I’d like to make my logs more useful. Currently they mostly contain such common columns as: timestamp, logger-name, log-level, message, exception.

They are unsearchable and unparsable and writing messsges and adding some data to them is not actually helping. Consequently when something goes wrong I’m not able to easily find the answer by just looking at the logs and need to debug my application.

The questions that need to be asnwered are not only about why the application crashed or didn’t do something correctltly but also about business rules like: why did I get a bonus when ordering ABC?

So usually I need to open the IDE and get the order and debug it to find which condition prevented the bonus to be added and whether it was ok to do so. Have I had logged the data or any other criteria necessary to make this decision, I would have been able to find it in the logs and answer the question maybe within 5 minutes.

But it’s not possible to do so with the default schema with the message being the main part of it.

I thought I need to completely reorganize my logs in order to be able to log more data.
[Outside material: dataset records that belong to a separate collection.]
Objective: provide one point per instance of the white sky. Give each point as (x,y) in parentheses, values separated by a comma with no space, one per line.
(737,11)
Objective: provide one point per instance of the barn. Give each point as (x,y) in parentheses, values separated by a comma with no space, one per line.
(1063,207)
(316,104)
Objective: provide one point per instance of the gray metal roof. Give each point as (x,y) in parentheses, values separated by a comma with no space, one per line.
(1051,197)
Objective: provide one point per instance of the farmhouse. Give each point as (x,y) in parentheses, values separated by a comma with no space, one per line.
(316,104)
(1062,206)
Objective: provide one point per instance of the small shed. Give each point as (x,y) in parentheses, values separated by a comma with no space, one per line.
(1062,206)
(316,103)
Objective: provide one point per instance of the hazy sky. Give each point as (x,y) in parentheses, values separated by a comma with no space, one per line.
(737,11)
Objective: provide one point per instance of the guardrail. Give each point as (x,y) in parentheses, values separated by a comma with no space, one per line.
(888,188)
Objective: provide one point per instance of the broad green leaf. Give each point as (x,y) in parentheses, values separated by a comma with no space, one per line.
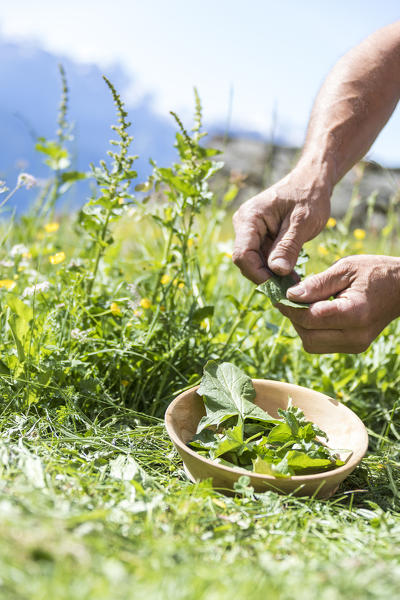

But I cannot just put everything into the message or additional columns because there are too many possibilities and I’d like to have a general solution that would work for any application.

This means that I need more specific fields then just the message where I can put the additional information.

In order to find those fields I categorizing every piece of data I could think of. This is my list:

• Environment – this is the largest scope. I use this to log machine names or dev/prod environments.

• Product(name) – runs within the environment.

• Layer(name) – this helps me to categorize the logs by the software layer. Each of the layers has its own log-level so I have:

  • Application – for general technical data about the application itself, this is logged with the max; log-level: Debug
  • Business – which are logs about business-logic; log-level: Information
  • Presentation – logs about the UI; log-level: Trace
  • IO – logs about disk operations; log-level: Trace
  • Database – logs about database; log-level: Trace
  • Network – logs about network; log-level: Trace
  • External – logs about external devices; log-level: Trace
• Transaction(name) – all logs must belong to some transaction so that I can group them together and see the entire process.
• State or Event – each log is either a State log, that logs some data that I usually use to make decisions or it’s an Event.

As a state I can log two types of information:

• Actual(State) – this is current state; log-level: Trace
• Excpected(State) – this is what I expected; log-level: Trace

They both usualy contain small object dumps in json format.

Events can be logged together with the Elapsed field. They also end with a result. I defined four of them:

• Undefined – when not run like invalid parameters; log-level: Warning
• Success – everything went well; log-level: Information
• Completed – conditions not met, no errors; log-level: Information

• Failure – an error occured; log-level: Error

• Message – finally there is the old good message which I usually use to give some hints how to fix what might went wrong but I now write it very rarely.

• Exception – here I put the stack-trace of execptions.

As a table in a database it could look like this:

Log-Table -------------- Id Timestamp --- Environment | development, production Product | Product-v0 Logger | RepositoryXLogger TransactionId | 123 Layer | Application, Business Level | Debug, Information Expected | small object dumps (json) Actual | small object dumps (json) Event | LoadConfiguration, GetDataX Elapsed | milliseconds Result | Undefined, Success, Completed, Failure Message Exception 

I don’t present any code because it’s not about an specific programming language also how I log this information is an implementation detail that I’d rather ask on a different site.

With this new categories it should be much easier to tell what happened and to distinguish the application logs form the business logic logs. I should also be much easier to log because now I don’t have to put all this very specific and enum-like information into messages.

If now anyone asks me about what went wrong I should be able to much faster give him an answer because I wouldn’t even have to open the IDE and debug the application.

My questions are:

• Are these categories enough to easily find the information you need about your application?
• What other useful categories could there be?
• Can you think of any case or question about your application you would not be able to find an answer for in such log or you would not be able to efficiently log?

The goal is to be able answer questions about application failure or strange behavior more quickly and without looking at the code. Especially questions about business rules that you might know but you are sometimes not sure if it worked correctly if you don’t see the data it used to make decisions.